[09:45:28] <kormat>	 oh nice. nrpe::monitor_systemd_unit_state accepts a `contact_group` param... and then completely ignores it
[09:52:47] <dcaro>	 it's just to make you feel better :)
[09:53:55] <kormat>	 it didn't _quite_ manage that ;)
[10:09:45] <dcaro>	 pcc (puppet catalog compiler) does it work on stacked patches?
[10:09:50] <dcaro>	 ^ anyone knows?
[10:23:34] <_joe_>	 yes
[10:23:46] <_joe_>	 it does git checkout of the whole patch tree
[10:24:20] <_joe_>	 which also means you should always rebase your patch tree on top of master before running the compiler
[10:24:34] <_joe_>	 I mean rebase and update, ofc
[10:38:02] <dcaro>	 ack thanks
[11:50:05] <Amir1>	 apergos: thanks for merging the patch <3
[11:50:19] <apergos>	 thanks for making it!
[12:37:53] <kormat>	 _joe_: how does the puppet style guide feel about roles including other roles?
[12:40:25] <_joe_>	 kormat: generally frowned upon, but IIRC is allowed
[12:41:27] <kormat>	 _joe_: how about roles that include a single profile, which then includes a bunch of other profiles?
[12:42:41] <_joe_>	 kormat: view it like this: a profile should provide some functionality, and you should be able to compose multiple profiles into what goes onto a series of servers as a role
[12:43:23] <kormat>	 i'm thinking of >1 role that only include (the same) single profile
[12:44:09] <_joe_>	 that might work in some cases, think of the appservers
[12:44:23] <_joe_>	 we have different roles for apis and appservers, but they include the same profiles
[12:44:55] <kormat>	 ok cool. i'll mention in the CR that you signed off on this. thanks!
[12:45:32] <_joe_>	 *cough*
[12:46:14] <kormat>	 "It's not a Stevie puppet CR unless it causes a constitutional puppet-style crisis" (™)
[12:47:20] <_joe_>	 nah it's just you ask abstract questions that have as a general answer "it depends"

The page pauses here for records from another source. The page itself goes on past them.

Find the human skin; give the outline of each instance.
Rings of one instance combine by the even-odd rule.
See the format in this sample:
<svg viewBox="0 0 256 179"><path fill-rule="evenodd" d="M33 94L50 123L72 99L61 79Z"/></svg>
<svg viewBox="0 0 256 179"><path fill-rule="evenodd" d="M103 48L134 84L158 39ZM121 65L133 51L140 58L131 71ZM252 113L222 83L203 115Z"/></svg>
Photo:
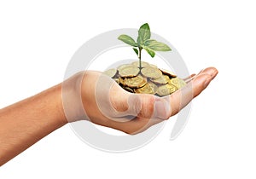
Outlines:
<svg viewBox="0 0 256 179"><path fill-rule="evenodd" d="M0 166L69 122L90 120L131 135L143 132L177 113L217 74L216 68L206 68L189 77L183 89L157 97L129 93L99 72L79 72L0 110ZM101 78L104 88L97 88Z"/></svg>

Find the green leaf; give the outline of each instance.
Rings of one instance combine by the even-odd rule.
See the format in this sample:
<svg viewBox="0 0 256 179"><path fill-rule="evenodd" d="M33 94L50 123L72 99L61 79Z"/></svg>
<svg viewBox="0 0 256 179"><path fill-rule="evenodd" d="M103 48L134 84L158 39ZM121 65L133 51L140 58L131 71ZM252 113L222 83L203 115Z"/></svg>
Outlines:
<svg viewBox="0 0 256 179"><path fill-rule="evenodd" d="M144 46L154 51L170 51L171 48L164 43L157 42L156 40L148 39L144 42Z"/></svg>
<svg viewBox="0 0 256 179"><path fill-rule="evenodd" d="M141 26L138 31L138 37L137 37L137 43L138 45L143 44L143 43L149 39L151 36L150 28L148 23L143 24Z"/></svg>
<svg viewBox="0 0 256 179"><path fill-rule="evenodd" d="M137 54L137 55L138 55L138 50L137 50L137 49L136 49L136 48L132 48L132 49L135 51L135 53Z"/></svg>
<svg viewBox="0 0 256 179"><path fill-rule="evenodd" d="M150 56L152 58L154 58L154 56L155 55L155 53L154 53L154 51L153 49L149 49L149 48L148 48L146 46L143 46L143 48L148 52L148 54L150 55Z"/></svg>
<svg viewBox="0 0 256 179"><path fill-rule="evenodd" d="M127 44L130 44L133 47L137 47L137 43L135 42L135 40L133 40L132 38L131 38L130 36L127 36L127 35L120 35L119 38L118 38L119 40L121 40L123 41L124 43L127 43Z"/></svg>

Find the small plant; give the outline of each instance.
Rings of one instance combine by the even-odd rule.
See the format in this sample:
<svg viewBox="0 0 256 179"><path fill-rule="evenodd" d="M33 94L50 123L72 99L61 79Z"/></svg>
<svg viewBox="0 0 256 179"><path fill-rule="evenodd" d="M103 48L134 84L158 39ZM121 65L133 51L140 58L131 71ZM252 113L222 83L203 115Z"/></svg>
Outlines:
<svg viewBox="0 0 256 179"><path fill-rule="evenodd" d="M120 35L118 39L132 46L133 50L139 59L139 68L142 69L142 50L144 49L153 58L155 55L154 51L171 51L170 47L163 43L150 39L151 32L148 23L141 26L138 31L137 42L128 35Z"/></svg>

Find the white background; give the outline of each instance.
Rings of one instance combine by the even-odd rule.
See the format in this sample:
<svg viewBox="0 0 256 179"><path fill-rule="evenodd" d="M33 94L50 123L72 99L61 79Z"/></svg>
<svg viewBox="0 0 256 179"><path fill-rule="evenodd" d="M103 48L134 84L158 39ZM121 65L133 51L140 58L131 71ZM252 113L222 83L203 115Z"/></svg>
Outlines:
<svg viewBox="0 0 256 179"><path fill-rule="evenodd" d="M194 101L175 141L171 118L146 147L108 153L66 125L2 166L0 178L255 178L253 3L1 1L0 107L61 82L88 39L144 22L176 47L189 72L213 66L219 74Z"/></svg>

[12:47:54] <kormat>	 _joe_: https://phabricator.wikimedia.org/T285390 is the concrete situation
[12:48:43] <_joe_>	 kormat: yes, that's literally the same reason why we have different roles for apis and appservers
[12:49:03] <_joe_>	 they are configured differently, so it's easy to add automation/distinguish them in hiera
[12:52:09] <kormat>	 oh nice role::mariadb::core already includes role::mariadb::ferm.
[13:10:45] <dcaro>	 this is awesome! https://timerelengteam.toolforge.org/ is it a general thing?

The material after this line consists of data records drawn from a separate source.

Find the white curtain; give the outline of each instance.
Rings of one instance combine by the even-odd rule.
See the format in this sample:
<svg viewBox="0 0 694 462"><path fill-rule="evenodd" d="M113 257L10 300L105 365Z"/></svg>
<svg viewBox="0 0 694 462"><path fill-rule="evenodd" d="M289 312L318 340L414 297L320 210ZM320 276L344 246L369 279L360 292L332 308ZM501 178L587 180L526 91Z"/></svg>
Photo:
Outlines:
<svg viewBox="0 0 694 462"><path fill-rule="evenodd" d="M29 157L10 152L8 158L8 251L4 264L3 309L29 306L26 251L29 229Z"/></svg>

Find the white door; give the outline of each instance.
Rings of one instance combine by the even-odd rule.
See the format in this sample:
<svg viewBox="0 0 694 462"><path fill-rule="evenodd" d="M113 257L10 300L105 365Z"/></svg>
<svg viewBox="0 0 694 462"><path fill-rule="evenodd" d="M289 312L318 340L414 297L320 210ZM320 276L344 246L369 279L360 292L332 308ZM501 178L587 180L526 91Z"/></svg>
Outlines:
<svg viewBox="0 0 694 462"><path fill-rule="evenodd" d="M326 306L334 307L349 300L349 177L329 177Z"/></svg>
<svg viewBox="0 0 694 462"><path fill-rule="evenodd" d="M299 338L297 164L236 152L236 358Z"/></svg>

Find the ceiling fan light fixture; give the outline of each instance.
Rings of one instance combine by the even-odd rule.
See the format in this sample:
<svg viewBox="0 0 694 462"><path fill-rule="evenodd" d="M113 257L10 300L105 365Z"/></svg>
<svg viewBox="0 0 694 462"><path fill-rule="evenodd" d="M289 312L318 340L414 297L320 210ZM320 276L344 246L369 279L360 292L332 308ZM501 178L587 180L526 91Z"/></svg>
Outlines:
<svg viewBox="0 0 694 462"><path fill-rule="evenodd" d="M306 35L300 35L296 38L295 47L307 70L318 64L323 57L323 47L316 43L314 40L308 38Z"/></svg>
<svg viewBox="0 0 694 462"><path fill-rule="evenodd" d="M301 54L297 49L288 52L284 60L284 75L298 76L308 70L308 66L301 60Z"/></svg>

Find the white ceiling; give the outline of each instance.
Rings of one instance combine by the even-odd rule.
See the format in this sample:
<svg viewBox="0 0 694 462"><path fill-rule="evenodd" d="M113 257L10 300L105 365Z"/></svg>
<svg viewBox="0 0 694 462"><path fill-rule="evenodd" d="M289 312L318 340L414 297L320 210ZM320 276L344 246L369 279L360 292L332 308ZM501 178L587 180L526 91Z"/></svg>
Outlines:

[13:16:19] <dcaro>	 it does noot seem so xd
[13:17:46] <_joe_>	 dcaro: we got https://people.wikimedia.org/~cdanis/sremap/ (nda login required)
[13:18:03] <_joe_>	 but looks like it needs to be updated :P
[13:19:03] <_joe_>	 I think chris will do it eventually :)
[13:19:30] <dcaro>	 nice
[13:21:03] <dcaro>	 it misses the name<->nicks part though xd would be awesome to have filtering per-team or similar too
[13:21:43] <dcaro>	 even the skill matrix thingie could be added :)
[13:34:16] <vgutierrez>	 that's maybe out of scope for that tool :)
[13:36:33] <dcaro>	 yeah, I guess that it depends on what problem you are trying to solve xd
[13:41:17] <_joe_>	 imagine the skill matrix for all things SRE
[13:41:23] <_joe_>	 579 columns
[13:42:31] <dcaro>	 I'm happy aggregating whatever is already in the wikis and make it searchable
[14:21:55] <Krinkle>	 kormat: sobanski: https://user.fm/files/v2-3503bf04a68d937a51cc995e848f2b34/calendar-running.png
[14:22:10] <Krinkle>	 I like the image there, very hopeful
[14:22:18] <Krinkle>	 at least google didn't render a snail
[14:22:35] <kormat>	 a more realistic image would have the shoelaces of both shoes tied to the other
[14:22:35] <Krinkle>	 although the laces being untied is very... telling
[14:22:39] <Krinkle>	 yes!
[14:24:04] <sobanski>	 The s/paranoid/realistic side of me immediately thinks of "Gmail doing an image search for the meeting title in the background"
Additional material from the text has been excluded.